Black women are always told what to do with their hair. If your hair is natural, then it's too nappy/unprofessional/unattractive. Of course, if you relax it or straighten it, you "want to be white." I'm glad that they're instilling a "screw you, this is my hair growing out of my head and I'll decide what to do with it" mentality. :)
Edited at 2012-05-26 07:37 am (UTC)
But I partially did it because it was a middle finger to all the haters that promote that women MUST have long hair... unless your youth is gone then you are not allowed to be conventionally attractive anymore. I was upset at first because I did hold those patriarchal beliefs that my beauty was tied with my long hair and I had to cut my hair because of botched perms that fucked my hair up but I completely fell in love with it after the ordeal and made it a ritual to cut it short every May or June for the summer.
Although, it's annoying that people still question why I cut short. Despite, y'know being doing this for four years now (although I did kept it long when I was dating this guy because liked long hair, and I regretted it and chopped it off it right after he dumped me).
Good on Will for letting his daughter own her own body and do what she wants. What an excellent way to teach her that she's her own person. Love it!
I actually remember brushing the hell out of it as a punishment for "not behaving". Like, at the age of six I had already anthropomorphised it to the extent that I saw it as a separate, disobedient being. It took me a long while to start treating it more kindly. And hair is absolutely connected to sense of self. It's a lovely thing that Will is teaching his daughter.
Bad joke aside, this is fantastic. I'm filing it under "Good Future Parenting Ideas".
reminds me of something my mom said: she hated it back when she was still married and she would get a haircut and the first thing co-workers would ask her is "does your husband like it?" like who the hell gives a shit what the husband thinks! like a woman needs a ~*man's seal of approval*~ all the damn time.
I had fits over my hair when I was a kid. The first time I wanted it cut short, my mother took me to get it cut, then said she'd only let it go as short as shoulder length. I wound up with shoulder length hair and bangs, hated it, complained to my father when he picked me up for visitation later in the week, and he let me get it cut to an inch long on top, with it buzzed down to a 2 everywhere else. I was in 5th grade and took no end of shit for it.
Ever since, though, I've had it short, long, buzzed all the way off, long with the sides and back shaved down to almost bare skin/buzzed to a 2, earlobe length with the buzzing done to it, dyed various colors natural or none, and I completely lack the ability to give a flying fornication what anyone thinks about it. I've just about finished growing it out to a length I like, and I've decided if it becomes an issue whenever I start playing hockey, I'll probably just cut it off again, much to some people's dismay. Whoops?
After she finally relinquished control, I started wearing it down all the time and my self-esteem skyrocketed. I love my hair, it's an integral part of who I am, and even when I'm feeling low, just feeling the wind go through my curls makes me feel like the baddest bitch walking.
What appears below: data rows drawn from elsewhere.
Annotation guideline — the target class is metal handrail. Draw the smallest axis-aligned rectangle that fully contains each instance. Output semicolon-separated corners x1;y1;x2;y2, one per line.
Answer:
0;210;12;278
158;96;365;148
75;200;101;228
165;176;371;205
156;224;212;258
And of course, it's much healthier now than it's even been (at 22).
When I have a child, I will let him or her wear their hair how ever they want because it's their body and children often show their personalities in both their clothes and their hair. I won't restrict that important aspect of growing up like my mother did.
ngl, the photo of Willow makes me want to cut all my damn hair off too. She looks so *happy*!
I did the same with my daughter - it was long when she was little, because i loved it so much (i always wanted Cher/Crystal Gale hair) but when she wanted to cut it and dye it black with red bangs, well - we went to the salon.
It's her hair, why shouldn't she cut it? She does it herself all the time now.
Total control over everything your kid does is just...stifling and horrible. I'd have fought so hard against that, and it would have just made me hate my parents.